According to Bill Gompers, CFE, healthcare providers’ insurance specialist at Danna-Gracey, the largest independent medical malpractice insurance agency in Florida, the single greatest way that physicians can avoid malpractice claims is through effective communication.
 
“Roughly 80 percent of claims are the result of poor communication and system breakdowns,” he explained. “Not properly communicating with patients and staff can cause problems that could have been nipped in the bud.”
 
Manage Expectations
According to Gompers, physicians should talk to patients as if they were peers, showing empathy, communicating clearly and providing thorough explanations during every point of contact.
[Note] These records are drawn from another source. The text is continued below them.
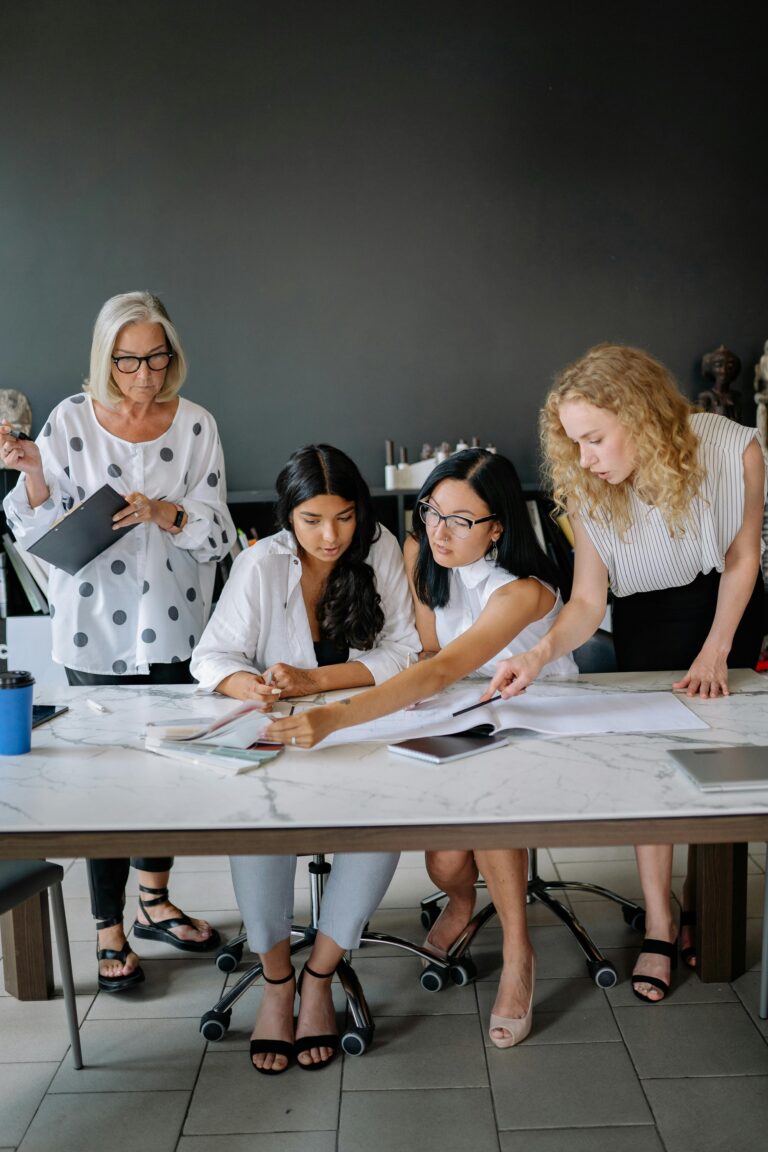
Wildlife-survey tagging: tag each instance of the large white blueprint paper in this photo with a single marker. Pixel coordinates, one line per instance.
(577, 714)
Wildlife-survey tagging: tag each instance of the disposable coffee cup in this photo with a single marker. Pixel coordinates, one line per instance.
(16, 690)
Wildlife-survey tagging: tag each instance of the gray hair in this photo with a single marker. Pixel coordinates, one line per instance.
(130, 308)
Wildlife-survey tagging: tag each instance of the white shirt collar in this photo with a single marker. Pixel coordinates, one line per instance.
(471, 575)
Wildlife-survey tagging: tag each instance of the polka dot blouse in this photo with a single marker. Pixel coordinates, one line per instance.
(145, 599)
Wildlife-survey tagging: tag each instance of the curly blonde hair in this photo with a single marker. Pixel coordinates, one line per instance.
(645, 398)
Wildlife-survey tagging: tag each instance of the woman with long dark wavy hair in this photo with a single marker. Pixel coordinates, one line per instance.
(483, 590)
(321, 604)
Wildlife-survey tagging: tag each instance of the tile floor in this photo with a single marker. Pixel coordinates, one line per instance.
(599, 1071)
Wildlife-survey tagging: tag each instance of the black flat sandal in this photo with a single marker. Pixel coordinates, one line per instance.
(276, 1047)
(661, 948)
(116, 983)
(316, 1041)
(689, 921)
(160, 930)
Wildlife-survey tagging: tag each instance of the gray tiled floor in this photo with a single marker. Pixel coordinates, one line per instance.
(600, 1070)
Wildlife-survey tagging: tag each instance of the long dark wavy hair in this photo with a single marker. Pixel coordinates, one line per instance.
(494, 479)
(349, 611)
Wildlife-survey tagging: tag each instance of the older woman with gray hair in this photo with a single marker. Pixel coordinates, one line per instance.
(135, 613)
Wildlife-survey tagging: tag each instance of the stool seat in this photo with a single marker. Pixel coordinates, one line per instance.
(20, 880)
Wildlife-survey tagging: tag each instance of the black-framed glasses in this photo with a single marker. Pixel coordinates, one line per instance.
(129, 364)
(457, 525)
While many malpractice cases are the result of misdiagnoses or sub-par outcomes, others grow out of patient dissatisfaction.
 
“You can be kind and gentle, and still be brutally honest,” he said. “If a patient says that they’re not taking their medications, rather than say, ‘It’s okay if you forget,’ you need to explain that they are at increased risk, and document that conversation.
 
“Physicians also need to manage expectations; you can’t promise that a patient will have a good outcome,” he added. “One of the best ways to approach these conversations is to under promise and over deliver.”
 
Documentation Vital
Having a complete and accurate medical record is extremely important in protecting physicians from malpractice cases, but with increasing use of technology, this can sometimes be an issue.
 
“We used to advise physicians to ‘write very well,’ but now many practices are using digital records that are more checkbox-style than freestyle,” said Gompers. “Some people using these systems just check off the boxes, which may not tell the whole story, or they are too rushed to include their comments.
 
“If you don’t document what you talked about with the patient in the medical record, you can’t prove that it was done,” he added. “It may not seem like a big deal to check the wrong box or to skip a step on the EMR’s decision tree, but if you’re put on the stand, any mistake could put you on the defensive.”
 
Stay Up-to-Date
Another way to avoid medical malpractice suits is to stay up-to-date on the latest standards of care. “Medicine is changing all the time, and while the amount of information is voluminous, physicians still have to stay on top of what’s going on in the profession,” said Gompers, giving examples of different surgical techniques, diagnostic tools and medical therapies.
 
“There’s nothing wrong with asking for help,” he added, noting the importance of staying current by consulting with trusted colleagues and through the numerous avenues of continuing education. “Medicine is evolving so quickly that it’s difficult to keep up, but maintaining a practice’s standard of care is imperative.”
 
Informed Consent and Follow-Up
Even if patients sign informed consent forms, it’s imperative that physicians make sure that they understand what they read.
 
“I compare it to adding a new app on your phone; most people just scroll down and hit agree,” said Gompers. “How many people really read and understand the consent, especially now that much of it is digital?”
 
Because most patients see numerous people during a visit, including physician assistants, nurse practitioners and others, it’s important that all providers ask the patient if they have any questions and document their answers.
 
“It can be very confusing for patients to go from provider to provider, especially if they are up in years,” said Gompers. “This type of follow-up is extremely important to patient satisfaction, and to making sure that the patient understands what they’ve been told.”
 
it is also important to make sure that realistic information is relayed. “If you amputate someone’s big toe, you don’t want to say that they will walk fine and run effortlessly after a year of rehab,” said Gompers. “It’s better to talk about how this procedure will improve their quality of life, so that these expectations may reasonably be achieved.”